Annoncée parmi les engagements sociaux du candidat Romuald Wadagni, la gratuité des frais de contribution scolaire pour les filles du secondaire public franchit désormais le cap de la mise en œuvre. Avec le nouvel arrêté interministériel portant généralisation de la mesure d’exonération des frais de contribution scolaire des filles des établissements publics de l’enseignement secondaire général, le président de la République apporte une traduction concrète à une promesse électorale, à quelques mois seulement du début de son mandat.

Entre une promesse faite aux électeurs et sa concrétisation, il existe souvent un long chemin. Dans le cas de la gratuité des frais de contribution scolaire pour les filles du secondaire public, ce chemin commence déjà à se matérialiser. L’arrêté interministériel portant généralisation de la mesure sur l’ensemble du territoire national donne un contenu réglementaire à l’un des engagements sociaux portés par Romuald Wadagni durant la campagne présidentielle.
Le signal avait été donné dès le Conseil des ministres du 3 juin 2026. Le Gouvernement annonçait alors que la gratuité de la scolarité pour les filles de l’enseignement secondaire général et technique public serait effective à compter de la rentrée 2026-2027. Le nouvel arrêté vient désormais préciser les contours et les modalités d’application de cette décision.
Avec cey arrêté, l’engagement politique quitte le registre de la déclaration pour entrer dans celui de l’action publique.
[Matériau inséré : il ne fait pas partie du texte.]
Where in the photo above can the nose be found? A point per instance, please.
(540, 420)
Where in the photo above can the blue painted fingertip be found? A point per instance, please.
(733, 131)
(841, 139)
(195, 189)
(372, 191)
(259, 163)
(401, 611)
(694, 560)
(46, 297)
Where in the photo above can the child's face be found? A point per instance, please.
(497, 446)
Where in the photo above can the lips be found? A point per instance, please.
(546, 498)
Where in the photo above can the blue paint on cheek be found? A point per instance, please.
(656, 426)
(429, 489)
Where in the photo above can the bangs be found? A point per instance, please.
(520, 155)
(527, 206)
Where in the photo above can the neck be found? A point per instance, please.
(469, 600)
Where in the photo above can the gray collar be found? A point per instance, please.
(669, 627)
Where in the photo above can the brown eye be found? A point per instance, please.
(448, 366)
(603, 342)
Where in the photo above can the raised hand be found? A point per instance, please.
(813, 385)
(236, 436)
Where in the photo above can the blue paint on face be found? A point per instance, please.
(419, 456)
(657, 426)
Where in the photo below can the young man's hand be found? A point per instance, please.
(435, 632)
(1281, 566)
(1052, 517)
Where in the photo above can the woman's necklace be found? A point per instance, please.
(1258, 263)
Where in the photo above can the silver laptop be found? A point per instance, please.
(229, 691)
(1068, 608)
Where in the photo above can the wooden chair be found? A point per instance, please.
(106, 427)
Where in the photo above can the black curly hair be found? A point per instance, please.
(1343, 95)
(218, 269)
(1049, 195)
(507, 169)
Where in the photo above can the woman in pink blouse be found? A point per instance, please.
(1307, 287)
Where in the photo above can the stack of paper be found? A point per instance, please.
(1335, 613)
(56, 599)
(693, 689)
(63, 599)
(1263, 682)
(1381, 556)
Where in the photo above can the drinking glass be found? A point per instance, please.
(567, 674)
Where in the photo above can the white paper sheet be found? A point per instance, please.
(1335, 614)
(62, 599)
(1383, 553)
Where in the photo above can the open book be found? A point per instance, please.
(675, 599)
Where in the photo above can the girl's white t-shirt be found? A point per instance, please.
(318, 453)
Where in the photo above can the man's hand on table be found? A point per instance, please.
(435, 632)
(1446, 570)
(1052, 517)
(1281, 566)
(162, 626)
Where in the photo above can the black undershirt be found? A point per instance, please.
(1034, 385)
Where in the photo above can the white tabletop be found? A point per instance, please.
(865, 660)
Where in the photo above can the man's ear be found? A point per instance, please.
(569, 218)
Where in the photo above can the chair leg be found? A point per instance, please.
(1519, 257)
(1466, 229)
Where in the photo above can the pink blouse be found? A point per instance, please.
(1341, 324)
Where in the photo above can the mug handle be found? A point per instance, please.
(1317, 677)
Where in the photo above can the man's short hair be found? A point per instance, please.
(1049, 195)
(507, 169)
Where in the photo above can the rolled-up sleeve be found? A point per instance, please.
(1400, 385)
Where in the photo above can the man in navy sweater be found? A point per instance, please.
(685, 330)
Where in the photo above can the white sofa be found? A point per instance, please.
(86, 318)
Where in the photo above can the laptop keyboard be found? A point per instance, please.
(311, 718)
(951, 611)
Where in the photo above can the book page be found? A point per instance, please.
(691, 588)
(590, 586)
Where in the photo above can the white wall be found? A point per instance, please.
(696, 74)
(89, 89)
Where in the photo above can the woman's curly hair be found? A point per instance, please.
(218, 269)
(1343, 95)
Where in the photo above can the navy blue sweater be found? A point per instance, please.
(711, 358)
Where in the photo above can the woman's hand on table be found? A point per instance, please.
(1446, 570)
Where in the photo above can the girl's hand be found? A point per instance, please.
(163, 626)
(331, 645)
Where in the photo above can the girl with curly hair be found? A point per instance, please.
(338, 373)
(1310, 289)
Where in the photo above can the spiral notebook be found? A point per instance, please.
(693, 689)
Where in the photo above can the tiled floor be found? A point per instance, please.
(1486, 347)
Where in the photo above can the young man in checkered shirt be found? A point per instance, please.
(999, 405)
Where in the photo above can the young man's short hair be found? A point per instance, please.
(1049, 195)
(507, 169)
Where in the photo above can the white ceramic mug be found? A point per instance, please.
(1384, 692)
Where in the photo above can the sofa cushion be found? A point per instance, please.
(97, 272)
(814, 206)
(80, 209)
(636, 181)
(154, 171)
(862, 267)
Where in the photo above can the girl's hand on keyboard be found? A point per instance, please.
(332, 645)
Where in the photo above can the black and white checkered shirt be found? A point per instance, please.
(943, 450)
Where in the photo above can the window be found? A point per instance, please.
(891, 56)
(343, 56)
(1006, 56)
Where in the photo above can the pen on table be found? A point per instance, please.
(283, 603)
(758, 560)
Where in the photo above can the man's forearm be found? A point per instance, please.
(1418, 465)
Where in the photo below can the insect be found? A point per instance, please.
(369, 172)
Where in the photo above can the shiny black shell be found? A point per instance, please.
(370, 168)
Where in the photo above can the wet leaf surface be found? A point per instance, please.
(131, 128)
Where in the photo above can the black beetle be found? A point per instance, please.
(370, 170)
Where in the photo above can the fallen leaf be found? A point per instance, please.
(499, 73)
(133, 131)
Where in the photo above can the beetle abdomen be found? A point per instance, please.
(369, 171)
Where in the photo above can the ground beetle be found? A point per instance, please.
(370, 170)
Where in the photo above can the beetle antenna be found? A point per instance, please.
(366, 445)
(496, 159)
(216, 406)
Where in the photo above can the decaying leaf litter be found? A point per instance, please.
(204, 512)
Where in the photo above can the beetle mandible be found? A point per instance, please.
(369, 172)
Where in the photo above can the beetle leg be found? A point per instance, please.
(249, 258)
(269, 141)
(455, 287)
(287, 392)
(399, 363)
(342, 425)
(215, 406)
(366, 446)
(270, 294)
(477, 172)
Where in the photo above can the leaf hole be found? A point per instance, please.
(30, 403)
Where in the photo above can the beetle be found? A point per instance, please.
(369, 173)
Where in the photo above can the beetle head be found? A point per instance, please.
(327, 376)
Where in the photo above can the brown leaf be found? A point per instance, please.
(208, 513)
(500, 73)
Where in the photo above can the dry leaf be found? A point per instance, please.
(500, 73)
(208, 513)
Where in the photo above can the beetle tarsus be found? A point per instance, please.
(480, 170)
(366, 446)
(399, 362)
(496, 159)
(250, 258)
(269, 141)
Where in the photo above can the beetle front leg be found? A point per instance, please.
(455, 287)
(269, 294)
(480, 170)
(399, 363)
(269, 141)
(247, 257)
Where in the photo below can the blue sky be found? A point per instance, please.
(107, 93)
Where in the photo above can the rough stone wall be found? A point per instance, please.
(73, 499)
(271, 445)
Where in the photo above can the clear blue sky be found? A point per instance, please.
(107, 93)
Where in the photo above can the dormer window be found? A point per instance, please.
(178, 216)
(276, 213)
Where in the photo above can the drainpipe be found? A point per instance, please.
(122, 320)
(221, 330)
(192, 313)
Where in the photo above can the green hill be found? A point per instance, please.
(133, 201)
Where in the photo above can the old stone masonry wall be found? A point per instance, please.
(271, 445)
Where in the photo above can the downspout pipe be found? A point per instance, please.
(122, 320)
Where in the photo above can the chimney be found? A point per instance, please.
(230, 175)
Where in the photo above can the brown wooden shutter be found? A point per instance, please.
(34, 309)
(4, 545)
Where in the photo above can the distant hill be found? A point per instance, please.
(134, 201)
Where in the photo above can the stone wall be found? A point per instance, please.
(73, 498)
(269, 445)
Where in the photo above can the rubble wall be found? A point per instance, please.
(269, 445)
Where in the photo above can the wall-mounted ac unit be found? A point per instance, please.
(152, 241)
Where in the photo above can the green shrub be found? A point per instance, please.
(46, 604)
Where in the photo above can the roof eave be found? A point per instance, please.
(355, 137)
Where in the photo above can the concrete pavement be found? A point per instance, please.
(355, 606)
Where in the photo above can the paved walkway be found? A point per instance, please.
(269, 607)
L’exonération, déjà appliquée au premier cycle et expérimentée au second cycle dans vingt communes, est généralisée aux établissements publics de l’enseignement secondaire général sur toute l’étendue du territoire. Toutes les filles de nationalité béninoise régulièrement inscrites dans ces établissements sont concernées à compter de l’année scolaire 2026-2027.
Le dispositif prévoit également la compensation financière des établissements par l’État. Le montant de l’exonération sera pris en charge sur le budget du ministère de l’Enseignement secondaire, avec une avance de trésorerie prévue dès la rentrée. Cette disposition donne une dimension particulièrement concrète à la promesse : l’État ne se contente pas d’annoncer la gratuité, il prévoit également le mécanisme financier destiné à permettre aux établissements de continuer à fonctionner normalement.
Le social au rendez-vous des premières décisions
Pour les familles, l’enjeu est directement financier. La suppression de cette contribution scolaire constitue un allègement des charges liées à la scolarisation et peut contribuer à favoriser le maintien des filles dans le système éducatif.
Pour le président de la République Romuald Wadagni, cette mesure constitue ainsi un premier test grandeur nature de sa volonté de transformer les engagements de campagne en décisions ayant un impact direct sur la vie quotidienne.
La véritable appréciation se fera toutefois à la rentrée prochaine, lorsque les familles et les élèves pourront mesurer concrètement les effets de la mesure. Mais une étape essentielle est déjà franchie, celle d’une promesse annoncée pendant la campagne présidentielle est désormais inscrite dans un acte réglementaire national.
Après les discours de campagne, le nouveau président Romuald Wadagni livre ainsi l’un de ses premiers marqueurs : la parole donnée commence à se traduire en actes.